Standards are often very high particularly at early stage startups where the stakes are high. There’s no little room for error and there’s even less room for doing work that doesn’t matter. Failure to comply to both will probably inflate imposter syndrome.

There’s a strong culture of needing to make a mark because there’s this (romanticised) idea that when your startup “makes it”, you can look back and say yes I was a part of that. While romanticism can be dangerous in other circumstances, I think its crucial in early-stage startups for two reasons:

  1. It puts the pressure of ensuring that you keep a barometer of meaningful work - in the sense of producing stuff that moves the needle which in turns help with day-to-day “productivity” where outputs outweigh inputs

  2. It helps you be a long-term thinker where you evaluate how your work will shape the work of that in 3-5 years. You focus on long term projects over short term trivial tasks

To the above point, I think the quickest and most simple (not easy) way to overcome the imposter syndrome is to earn your seat at the table. And the way to do this is to push your initiatives. Don’t just suggest or present them in a slide deck, but really action it, test it and measure it. Then present it to the key personnel. At the end of the day, no one really knows the answers; especially at an early stage startup. Everyone is trying to figure it out as they go and its up to you how you can accelerate these learnings - even if that means failing because mistakes and things that simply don’t work for your business.

As Paul Graham says, you have to do things that don’t scale.

Another point worth mentioning is to really engage in knowledge sharing processes. And if there’s none, then create one. As busy as people can be at early stage startups, getting access to their knowledge and building synchronicities between teams is invaluable especially as projects become bigger.

Drawing the line between inspiration and distraction

The more driven you are to want to play a bigger role at your startup, the more inclined you are to learn. I find that the best way to learn is through growth stories and case studies of high growth companies and understand what worked for them. Learning is imperative, almost indispensable for operating at a startup. However, too much learning, can be a bad thing.
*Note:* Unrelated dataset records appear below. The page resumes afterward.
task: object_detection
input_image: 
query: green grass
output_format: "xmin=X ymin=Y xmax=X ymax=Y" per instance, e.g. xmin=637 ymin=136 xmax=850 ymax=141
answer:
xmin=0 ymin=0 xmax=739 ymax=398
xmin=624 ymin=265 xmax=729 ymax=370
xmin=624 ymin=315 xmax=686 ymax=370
I learnt this the hard way. There’s been countless times where I’ve gotten little to no work done simply due to the fact of how many tabs I had opened or how deep I’ve fallen into a loophole of information overload.

And while this is great, it can definitely draw you away from your main focuses. You begin comparing your startup to others, forgetting that theres a big difference in customers, industries and time. So really, there’s no one playbook. Lot of marketing leaders will give their insights on what worked for them but at the end of the day, each startup is unique.

This is especially true for any startup operating in a new industry or even category.

So when it comes to looking for inspiration, digesting the information with a grain of salt is very important.

As of late, I’ve gotten better at this since being exposed to the concept of “building a second brain” from Tiago Forte. I highly recommend anyone looking to better organise and utilise their digital information to look into this.

Doing the dirty/grunt work

Paul Graham and Sean Ellis, in founding the idea of growth hacking, have both conceded that there is indeed no such thing as the silver bullet. You see startups almost glorify their AHA moments and the intelligent growth hacking processes implemented to create growth flywheels and loops. However, truth be told, many of these don’t happen, at least not without the foundational groundwork necessary to reach that level.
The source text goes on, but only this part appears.